Ever-humble and realistic, Narayanan gives credit to his fainting under torture for not implicating the top brass of ISRO in this well-fabricated scandal. But India's space achievements today are owed to Narayanan on two vital counts. One for his visionary study of liquid fuels and another for standing against torture and not giving in.
Even today, Narayanan thinks this scandal only delayed Indian space research. In reality, but for his refusal to talk, it could have destroyed ISRO and made it into just another corrupt, petty sarkari department.
Narayanan is bigger than what he gives himself credit for.
Rocketry is set through flashbacks of Madhavan as the old Narayanan in a TV interview, getting interviewed by a famous actor (Surya in the Tamizh version, Shah Rukh Khan in the Hindi one).
As the movie nears its end, the realisation hits you that it is the real Narayanan, not Madhavan, sitting there. It is just beyond brilliant.
Usually, talented artists in our film industry also have a narcissistic tendency of portraying the character from start to finish. But to bring the real hero instead of the reel hero at what is the crescendo of the movie takes guts, and it has an impact on the viewers that has to be experienced and cannot be done justice through words.
I could hear gasps from the audiences at various points as they realised this change in the film.
Despite this reviewer being against the political gimmicks of Surya, the actor should be congratulated for accepting to play this almost-guest role. Perhaps, Surya could also learn from the movie that a true story can be told without changing the villainous characters' community identity.

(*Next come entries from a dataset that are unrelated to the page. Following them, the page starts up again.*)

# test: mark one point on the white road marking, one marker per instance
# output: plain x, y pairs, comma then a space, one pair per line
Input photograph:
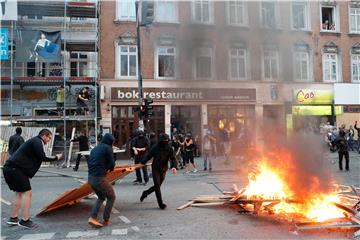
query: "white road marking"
37, 236
115, 211
135, 228
4, 201
76, 234
119, 231
124, 219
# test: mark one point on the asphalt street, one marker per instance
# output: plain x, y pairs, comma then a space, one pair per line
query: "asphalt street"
132, 219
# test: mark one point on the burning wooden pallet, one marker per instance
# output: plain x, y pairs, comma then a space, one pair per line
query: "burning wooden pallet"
351, 213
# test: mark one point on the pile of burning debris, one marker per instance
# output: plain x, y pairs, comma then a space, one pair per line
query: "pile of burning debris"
268, 193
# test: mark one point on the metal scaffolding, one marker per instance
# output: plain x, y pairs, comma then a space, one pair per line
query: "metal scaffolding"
78, 21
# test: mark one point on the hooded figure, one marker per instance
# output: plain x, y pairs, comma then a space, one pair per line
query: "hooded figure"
101, 160
140, 147
161, 154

There are voices about the Hindu symbols shown in the movie. Again, they are neither loud nor forcibly integrated. Narayanan is a religious person and India is a deeply religious society. So, it is natural that religion surfaces in the lives of individuals at their moments of pressure. To read into that any communal toxicity is more a commentary on the perversion of those who make such a commentary than on the movie.
It is the duty of every Indian to watch this movie. Every Indian parent should take their children to watch Rocketry and they will understand what patriotism really is.
This is not just a movie. This is not just entertainment. It is an apology from the heart of the people of India to a great son of India, the visionary technologist and patriot Nambi Narayanan for the crimes committed against him by a few heartless men using the state machinery.
To make that apology, one must be brave and sincere, besides being brilliant. Madhavan is all that.